Uncertainty Surrounding the Estimates
The ways in which federal agencies, states, insurers, employers, individuals, doctors, hospitals, and other affected parties would respond to the changes made by the legislation are all difficult to predict, so the estimates in this report are uncertain. But CBO and JCT have endeavored to develop estimates that are in the middle of the distribution of potential outcomes.
Comparison With the Previous Estimateate
On March, 13, 2017, CBO and JCT estimated that enacting the reconciliation recommendations of the House Committee on Ways and Means and the House Committee on Energy and Commerce (which were combined into H.R. 1628) would yield a net reduction in federal deficits of $337 billion over the 2017-2026 period. CBO estimates that enacting H.R. 1628, with the proposed amendments, would save $186 billion less over that period. That reduction in savings stems primarily from changes to H.R. 1628 that modify provisions affecting the Internal Revenue Code and the Medicaid program.

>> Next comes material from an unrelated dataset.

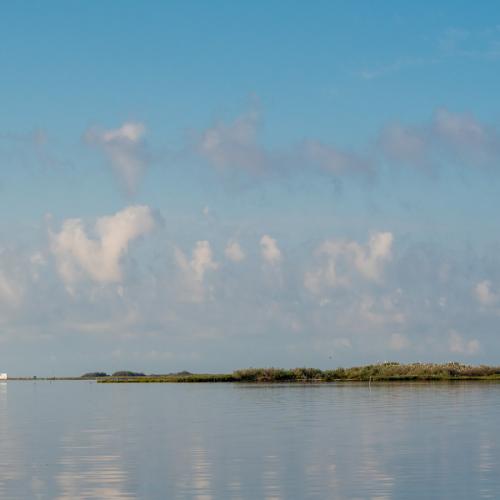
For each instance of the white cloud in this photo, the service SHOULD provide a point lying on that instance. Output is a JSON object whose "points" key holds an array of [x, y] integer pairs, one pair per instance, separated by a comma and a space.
{"points": [[447, 137], [459, 345], [269, 250], [484, 294], [78, 255], [193, 271], [332, 159], [340, 257], [234, 145], [10, 292], [234, 252], [125, 149]]}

Over the 2017-2026 period, modifications to provisions affecting the Internal Revenue Code that are not directly related to the law’s insurance coverage provisions would reduce JCT’s estimate of revenues by $137 billion. Reducing the threshold for determining the medical care deduction on individuals’ income tax returns from 7.5 percent of income to 5.8 percent would reduce revenues by about $90 billion. Other changes include adjusting the effective dates and making other modifications to the provisions that repeal or delay many of the changes in the Affordable Care Act, which would reduce revenues by $48 billion.

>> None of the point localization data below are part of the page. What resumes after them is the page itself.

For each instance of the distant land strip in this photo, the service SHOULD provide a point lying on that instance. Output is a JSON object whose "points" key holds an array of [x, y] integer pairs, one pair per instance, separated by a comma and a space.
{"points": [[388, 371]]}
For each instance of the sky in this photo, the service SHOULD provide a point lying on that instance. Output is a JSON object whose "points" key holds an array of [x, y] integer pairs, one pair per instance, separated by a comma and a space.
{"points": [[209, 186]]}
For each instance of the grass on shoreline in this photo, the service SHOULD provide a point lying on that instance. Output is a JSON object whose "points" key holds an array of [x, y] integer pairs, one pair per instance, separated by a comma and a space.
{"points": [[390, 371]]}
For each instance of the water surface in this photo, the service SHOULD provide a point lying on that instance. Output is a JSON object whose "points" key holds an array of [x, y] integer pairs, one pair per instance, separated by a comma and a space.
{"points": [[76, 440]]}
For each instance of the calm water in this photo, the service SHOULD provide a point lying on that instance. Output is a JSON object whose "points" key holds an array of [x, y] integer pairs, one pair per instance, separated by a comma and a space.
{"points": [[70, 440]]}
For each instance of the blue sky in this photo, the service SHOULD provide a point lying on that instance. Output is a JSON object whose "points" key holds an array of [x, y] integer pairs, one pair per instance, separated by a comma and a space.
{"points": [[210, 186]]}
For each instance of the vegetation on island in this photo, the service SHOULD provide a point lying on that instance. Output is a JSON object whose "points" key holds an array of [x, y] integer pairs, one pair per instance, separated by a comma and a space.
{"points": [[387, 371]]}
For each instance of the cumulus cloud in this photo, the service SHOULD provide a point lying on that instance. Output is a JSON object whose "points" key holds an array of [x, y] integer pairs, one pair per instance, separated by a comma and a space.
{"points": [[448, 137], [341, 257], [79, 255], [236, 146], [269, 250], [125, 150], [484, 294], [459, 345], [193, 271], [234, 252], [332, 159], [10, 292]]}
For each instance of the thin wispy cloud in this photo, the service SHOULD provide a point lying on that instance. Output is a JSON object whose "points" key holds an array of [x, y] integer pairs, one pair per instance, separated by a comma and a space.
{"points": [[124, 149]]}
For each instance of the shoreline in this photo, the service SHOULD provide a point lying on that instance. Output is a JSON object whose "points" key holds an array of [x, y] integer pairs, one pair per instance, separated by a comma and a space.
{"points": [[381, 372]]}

A number of changes to the Medicaid program would reduce CBO’s estimate of savings by $41 billion over the 2017-2026 period. The reduction would result from revising the formula for calculating the per capita allotments in Medicaid to allow for faster growth of the per capita cost of aged, blind, and disabled enrollees. The effects of changing that formula would be offset somewhat by the effects of three other provisions that would increase savings: reducing the per capita allotment in Medicaid for the state of New York in proportion to any financing the state receives from county governments; providing states the option to make eligibility for Medicaid conditional on satisfying work requirements for enrollees who are not single parents of children under age 6 or who are not pregnant or disabled; and allowing states to receive a block grant for Medicaid coverage of children and some adults instead of funding based on a per capita cap.
Other smaller changes resulting from the manager’s amendments would reduce savings by an estimated $8 billion over the period.
Compared with the previous version of the legislation, H.R. 1628, with the proposed amendments, would have similar effects on health insurance coverage: Estimates differ by no more than half a million people in any category in any year over the next decade. (Some differences may appear larger because of rounding.) For example, the decline in Medicaid coverage after 2020 would be smaller than in the previous estimate, mainly because of states’ responses to the faster growth in the per capita allotments for aged, blind, and disabled enrollees—but other changes in Medicaid would offset some of those effects.
The legislation’s impact on health insurance premiums would be approximately the same as estimated for the previous version.